Je me souviens du temps où j'ai commencé à bloguer. Je cherchais à mettre le plus de tags possible comme sur le blogue très populaire de Un Taxi La Nuit. Je voulais m'inscrire sur plein de sites de blogues pour être lu par le plus de monde possible, pour avoir une certaine reconnaissance, et aussi dans le vague espoir de connaître une certaine popularité et qu'une maison d'édition me propose un jour de publier quelque chose. J'ai finalement été publié deux fois, mais en Suède. J'étais très fier de mon coup.

Lorsque TLMEB est arrivé avec l'idée d'établir un classement pour ses blogues, quelques blogueurs se sentaient en compétition avec d'autres et n'aimaient vraiment pas ça, au point qu'ils se sont désinscrits de TLMEB ou qu'ils ont arrêté de bloguer par simple découragement de toujours être si loin dans le classement et de ne jamais arriver à être premier. Sur le coup, je trouvais que c'était vrai, je trouvais ça un peu stupide de nous mettre ainsi en compétition, mais en même temps, je croyais pouvoir en retirer quelque chose, j'étais donc partant pour la compète, comme tous les mâles ambitieux qui rêvent de se promener un jour en Ferrari sur Crescent et d'embarquer des poules de luxe.
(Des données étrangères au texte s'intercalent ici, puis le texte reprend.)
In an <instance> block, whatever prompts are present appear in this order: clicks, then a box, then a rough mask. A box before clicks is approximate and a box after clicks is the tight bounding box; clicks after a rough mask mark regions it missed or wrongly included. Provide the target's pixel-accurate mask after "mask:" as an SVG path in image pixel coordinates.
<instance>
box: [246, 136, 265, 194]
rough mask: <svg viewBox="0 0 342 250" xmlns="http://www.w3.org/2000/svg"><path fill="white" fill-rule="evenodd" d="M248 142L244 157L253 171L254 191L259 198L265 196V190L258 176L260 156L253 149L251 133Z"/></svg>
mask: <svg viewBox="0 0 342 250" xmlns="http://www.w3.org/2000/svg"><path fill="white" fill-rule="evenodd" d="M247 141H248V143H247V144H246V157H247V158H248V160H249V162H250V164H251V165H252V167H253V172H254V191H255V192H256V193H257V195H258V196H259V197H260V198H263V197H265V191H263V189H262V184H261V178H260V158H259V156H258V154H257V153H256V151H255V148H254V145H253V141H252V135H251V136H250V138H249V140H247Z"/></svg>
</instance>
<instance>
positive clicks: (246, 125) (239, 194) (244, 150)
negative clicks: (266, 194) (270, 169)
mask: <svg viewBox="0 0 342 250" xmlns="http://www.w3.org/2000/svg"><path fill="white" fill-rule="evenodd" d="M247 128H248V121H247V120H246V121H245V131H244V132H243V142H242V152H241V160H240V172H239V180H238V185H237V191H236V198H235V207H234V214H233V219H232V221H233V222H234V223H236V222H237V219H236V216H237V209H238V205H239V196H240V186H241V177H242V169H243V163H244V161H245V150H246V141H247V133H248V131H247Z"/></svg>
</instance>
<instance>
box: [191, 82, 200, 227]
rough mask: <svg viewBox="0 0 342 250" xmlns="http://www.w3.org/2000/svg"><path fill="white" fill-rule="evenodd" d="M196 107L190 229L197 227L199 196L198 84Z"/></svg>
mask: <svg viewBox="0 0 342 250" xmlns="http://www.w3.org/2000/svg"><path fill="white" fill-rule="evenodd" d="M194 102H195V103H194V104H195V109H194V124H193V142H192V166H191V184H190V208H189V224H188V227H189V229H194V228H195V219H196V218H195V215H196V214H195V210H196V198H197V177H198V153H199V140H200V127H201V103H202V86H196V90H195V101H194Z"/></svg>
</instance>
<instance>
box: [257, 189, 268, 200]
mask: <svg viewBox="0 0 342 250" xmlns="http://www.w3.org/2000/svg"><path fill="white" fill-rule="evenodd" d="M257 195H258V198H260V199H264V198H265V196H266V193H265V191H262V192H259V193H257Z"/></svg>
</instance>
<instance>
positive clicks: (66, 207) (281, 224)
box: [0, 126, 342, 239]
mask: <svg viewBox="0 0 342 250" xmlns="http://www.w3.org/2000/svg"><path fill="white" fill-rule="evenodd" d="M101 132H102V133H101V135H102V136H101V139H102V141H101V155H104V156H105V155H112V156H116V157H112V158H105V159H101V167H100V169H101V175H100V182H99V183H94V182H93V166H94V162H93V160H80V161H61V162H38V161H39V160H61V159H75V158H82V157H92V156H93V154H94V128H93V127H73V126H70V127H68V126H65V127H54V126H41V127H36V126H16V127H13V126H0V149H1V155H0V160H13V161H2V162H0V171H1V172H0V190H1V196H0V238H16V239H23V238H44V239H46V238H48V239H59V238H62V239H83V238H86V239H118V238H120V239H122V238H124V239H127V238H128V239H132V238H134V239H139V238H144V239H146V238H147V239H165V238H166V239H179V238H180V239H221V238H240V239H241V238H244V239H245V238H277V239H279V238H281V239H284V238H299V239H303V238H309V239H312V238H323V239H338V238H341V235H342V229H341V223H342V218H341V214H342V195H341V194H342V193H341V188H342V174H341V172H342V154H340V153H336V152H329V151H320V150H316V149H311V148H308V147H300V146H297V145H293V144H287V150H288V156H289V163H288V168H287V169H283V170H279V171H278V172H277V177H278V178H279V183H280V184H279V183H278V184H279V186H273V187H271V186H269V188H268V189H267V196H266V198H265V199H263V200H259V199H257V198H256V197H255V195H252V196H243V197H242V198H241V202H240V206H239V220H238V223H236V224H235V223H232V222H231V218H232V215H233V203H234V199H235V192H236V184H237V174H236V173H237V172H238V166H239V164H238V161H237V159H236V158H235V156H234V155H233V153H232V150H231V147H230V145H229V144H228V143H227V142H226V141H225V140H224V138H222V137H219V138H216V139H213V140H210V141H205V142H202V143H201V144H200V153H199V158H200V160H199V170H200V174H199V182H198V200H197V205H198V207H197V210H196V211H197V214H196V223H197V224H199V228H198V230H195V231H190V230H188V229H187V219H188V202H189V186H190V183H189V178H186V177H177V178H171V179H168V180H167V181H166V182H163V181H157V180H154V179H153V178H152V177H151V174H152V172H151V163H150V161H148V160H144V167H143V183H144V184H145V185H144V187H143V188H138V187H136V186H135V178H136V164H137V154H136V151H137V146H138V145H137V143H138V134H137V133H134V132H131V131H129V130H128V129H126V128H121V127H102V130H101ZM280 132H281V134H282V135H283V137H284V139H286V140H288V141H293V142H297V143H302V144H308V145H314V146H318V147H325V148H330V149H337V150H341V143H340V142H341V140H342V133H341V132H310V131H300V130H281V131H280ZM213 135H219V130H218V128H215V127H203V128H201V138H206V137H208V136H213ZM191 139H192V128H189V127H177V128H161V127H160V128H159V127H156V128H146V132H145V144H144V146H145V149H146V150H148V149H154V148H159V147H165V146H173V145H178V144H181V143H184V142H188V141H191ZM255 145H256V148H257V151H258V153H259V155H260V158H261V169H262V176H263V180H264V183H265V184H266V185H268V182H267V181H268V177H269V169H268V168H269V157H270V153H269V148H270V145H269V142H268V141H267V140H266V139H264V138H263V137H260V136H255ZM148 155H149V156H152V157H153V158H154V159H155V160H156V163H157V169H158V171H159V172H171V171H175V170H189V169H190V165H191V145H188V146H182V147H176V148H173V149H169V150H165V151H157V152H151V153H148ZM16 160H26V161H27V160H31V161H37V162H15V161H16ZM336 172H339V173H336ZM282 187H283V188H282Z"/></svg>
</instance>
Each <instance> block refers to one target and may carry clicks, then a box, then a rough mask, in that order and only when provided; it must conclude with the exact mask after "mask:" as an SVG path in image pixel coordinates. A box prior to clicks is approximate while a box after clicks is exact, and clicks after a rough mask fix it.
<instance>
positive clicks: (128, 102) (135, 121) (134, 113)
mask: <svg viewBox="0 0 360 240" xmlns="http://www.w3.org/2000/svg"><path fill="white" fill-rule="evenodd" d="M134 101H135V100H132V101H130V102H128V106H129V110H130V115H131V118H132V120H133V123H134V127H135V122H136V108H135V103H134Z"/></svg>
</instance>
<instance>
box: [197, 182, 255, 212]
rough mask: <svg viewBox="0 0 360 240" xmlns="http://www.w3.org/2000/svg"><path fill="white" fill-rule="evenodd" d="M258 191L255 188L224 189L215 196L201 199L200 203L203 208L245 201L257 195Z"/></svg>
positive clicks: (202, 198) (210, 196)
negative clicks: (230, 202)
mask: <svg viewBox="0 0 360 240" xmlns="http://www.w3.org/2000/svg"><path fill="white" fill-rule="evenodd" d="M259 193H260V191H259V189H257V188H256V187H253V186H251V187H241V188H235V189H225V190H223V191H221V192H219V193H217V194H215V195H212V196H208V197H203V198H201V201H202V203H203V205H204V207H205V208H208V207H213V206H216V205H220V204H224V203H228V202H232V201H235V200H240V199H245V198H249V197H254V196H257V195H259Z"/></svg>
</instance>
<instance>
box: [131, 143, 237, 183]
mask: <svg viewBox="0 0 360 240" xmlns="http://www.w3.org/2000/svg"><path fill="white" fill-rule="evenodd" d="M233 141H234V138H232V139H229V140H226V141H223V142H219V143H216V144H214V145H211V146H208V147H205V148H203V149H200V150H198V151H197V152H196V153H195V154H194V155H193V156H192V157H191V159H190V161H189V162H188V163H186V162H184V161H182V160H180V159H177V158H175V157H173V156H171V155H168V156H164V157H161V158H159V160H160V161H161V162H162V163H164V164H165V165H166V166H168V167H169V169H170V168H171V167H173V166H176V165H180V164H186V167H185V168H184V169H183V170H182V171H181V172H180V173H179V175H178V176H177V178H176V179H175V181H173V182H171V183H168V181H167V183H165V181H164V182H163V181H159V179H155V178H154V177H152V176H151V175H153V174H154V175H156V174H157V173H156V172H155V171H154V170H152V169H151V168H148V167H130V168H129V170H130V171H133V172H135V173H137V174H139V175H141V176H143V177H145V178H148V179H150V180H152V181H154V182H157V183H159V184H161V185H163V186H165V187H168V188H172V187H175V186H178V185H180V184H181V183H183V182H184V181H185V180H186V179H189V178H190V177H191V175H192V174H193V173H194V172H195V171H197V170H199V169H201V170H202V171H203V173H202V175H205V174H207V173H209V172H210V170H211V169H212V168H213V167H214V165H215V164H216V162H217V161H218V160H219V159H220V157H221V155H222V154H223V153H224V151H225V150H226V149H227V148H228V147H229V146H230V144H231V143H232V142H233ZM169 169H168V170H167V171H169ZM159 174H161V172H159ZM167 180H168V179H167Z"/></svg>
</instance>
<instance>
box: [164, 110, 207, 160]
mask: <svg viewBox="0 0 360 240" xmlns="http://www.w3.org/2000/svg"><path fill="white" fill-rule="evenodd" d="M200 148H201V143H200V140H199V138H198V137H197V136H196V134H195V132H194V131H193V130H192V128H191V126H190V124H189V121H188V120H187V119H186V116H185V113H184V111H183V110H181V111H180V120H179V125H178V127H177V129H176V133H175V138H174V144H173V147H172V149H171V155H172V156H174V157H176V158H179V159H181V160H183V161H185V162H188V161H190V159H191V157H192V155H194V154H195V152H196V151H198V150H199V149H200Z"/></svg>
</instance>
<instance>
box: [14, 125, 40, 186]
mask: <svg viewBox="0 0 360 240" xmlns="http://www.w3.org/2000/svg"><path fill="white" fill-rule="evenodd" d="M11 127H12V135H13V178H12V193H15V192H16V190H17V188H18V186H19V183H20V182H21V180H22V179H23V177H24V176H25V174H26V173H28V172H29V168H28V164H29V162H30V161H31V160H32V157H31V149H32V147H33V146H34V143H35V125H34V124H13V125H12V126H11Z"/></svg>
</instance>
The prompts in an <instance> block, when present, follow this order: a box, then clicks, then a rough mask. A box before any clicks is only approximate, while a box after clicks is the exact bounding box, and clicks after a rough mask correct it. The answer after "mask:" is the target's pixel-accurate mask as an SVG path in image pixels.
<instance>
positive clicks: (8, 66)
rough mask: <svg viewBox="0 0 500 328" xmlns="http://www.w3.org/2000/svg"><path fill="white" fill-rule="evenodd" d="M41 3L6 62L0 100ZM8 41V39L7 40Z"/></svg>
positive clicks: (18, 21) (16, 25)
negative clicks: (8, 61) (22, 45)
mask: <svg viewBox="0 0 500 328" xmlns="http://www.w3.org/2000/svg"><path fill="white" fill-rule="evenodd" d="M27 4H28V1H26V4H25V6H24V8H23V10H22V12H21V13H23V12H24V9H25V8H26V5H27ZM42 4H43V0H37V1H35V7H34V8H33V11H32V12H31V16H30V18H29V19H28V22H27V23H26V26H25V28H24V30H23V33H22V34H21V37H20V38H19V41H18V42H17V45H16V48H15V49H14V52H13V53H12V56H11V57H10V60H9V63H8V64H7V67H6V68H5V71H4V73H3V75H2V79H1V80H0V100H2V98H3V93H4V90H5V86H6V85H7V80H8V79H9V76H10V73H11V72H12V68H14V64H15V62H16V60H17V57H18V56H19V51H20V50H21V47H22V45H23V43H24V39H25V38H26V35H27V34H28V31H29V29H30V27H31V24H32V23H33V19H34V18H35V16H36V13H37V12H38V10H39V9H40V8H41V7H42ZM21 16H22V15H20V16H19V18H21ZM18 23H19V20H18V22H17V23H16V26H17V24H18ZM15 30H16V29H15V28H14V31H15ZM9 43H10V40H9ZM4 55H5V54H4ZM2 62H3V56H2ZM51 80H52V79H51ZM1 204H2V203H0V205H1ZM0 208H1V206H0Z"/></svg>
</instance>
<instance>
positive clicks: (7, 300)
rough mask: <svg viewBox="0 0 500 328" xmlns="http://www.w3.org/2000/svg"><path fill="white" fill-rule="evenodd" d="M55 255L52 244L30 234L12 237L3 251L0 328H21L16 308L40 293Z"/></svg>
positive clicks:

Ce qui s'est produit avec la montée de la compétition, c'est que les autres tags ont commencé à disparaître progressivement de la plupart des blogues, moi-même je les ai retirés du mien et je n'ai conservé alors que celui de TLMEB avec son palmarès de blogueurs en mode rat race, occupés dorénavant à se bitcher l'un l'autre, spectacle surréel assez pitoyable lorsqu'on se déconnecte de tout ça et qu'on assiste de loin à la manifestation de toute cette promptitude des Québécois à exceller dans le volontariat à la petitesse.

C'est l'impression que ça m'a fait aujourd'hui lorsque je suis allé sur TLMEB pour voir où certains blogues avec qui je «compétitionnais» en étaient rendus dans leur score. Je me sens tellement loin de tout ça maintenant. Je les imagine tous en train de trimer dur pour gagner un point dans le palmarès, alors que j'ai l'impression d'être en vacances sur ma petite plage, sans aucune pression. Maintenant je trouve ça ridicule, mais il fallait que je passe par là, que j'essaie le jeu, que je vive l'expérience, comme pour mes expériences sur les réseaux sociaux dont j'étais fou à l'époque. Oui : «fou».

Le processus ressemble à ça : ça devient indispensable, et on s'imagine mal une vie sans son petit compte Facebook ou MySpace, on s'implique fort, on ouvre des groupes, beaucoup de membres s'y joignent, mais bizarrement, il n'y a aucune participation. On se dit qu'on est en train de perdre son temps solide avec du monde qu'on ne connaît pas, et qui, au bout du compte, se foutent complètement de nous. Alors on se désinscrit, puis après deux jours on se réinscrit pour toutes sortes de «bonnes» raisons, et se désinscrit à nouveau au bout d'un mois pour se réinscrire pas longtemps après, et ça continue comme ça une couple de fois, on oscille fortement, puis finalement on se désinscrit pour de bon par pur ennui et on ne revient plus.

C'est à ce moment qu'on réalise qu'on a été temporairement fou ou hypnotisé en pensant que ces réseaux sociaux nous étaient indispensables... Eh bien, c'est la même impression que m'a faite aujourd'hui la vue des palmarès par catégories de TLMEB : des gens qui perdent leur temps à compétitionner stupidement et qui ne voient pas que tout cela ne mène nulle part, mais qui sont incapables d'être seuls dans leur coin et finissent par faire comme tout le monde comme si ça allait de soi, mais ça ne change rien à l'affaire : ils se retrouvent quand même seuls dans leur coin ensemble. Cependant, ce qu'ils perdent en passant par ces interfaces et en étant exposés constamment au jugement parfois sévère des autres, c'est leur capacité à être «eux-mêmes», tout simplement. On constate souvent que les billets sont tout sauf «naturels», qu'on cherche à piquer la curiosité avec des titres accrocheurs ou provocateurs, et qu'il y a toujours ce souci de l'autre, du lecteur, mais que l'écrivain, la personne réelle, le «sujet», lui, a disparu.

Nous ne devenons alors que des «divertisseurs» évalués, jugés, sérialisés et standardisés par l'autocensuration, des promoteurs numérotés des réseaux sociaux et des moteurs de recherche où toute authenticité, individualité et personnalité propres ont disparu.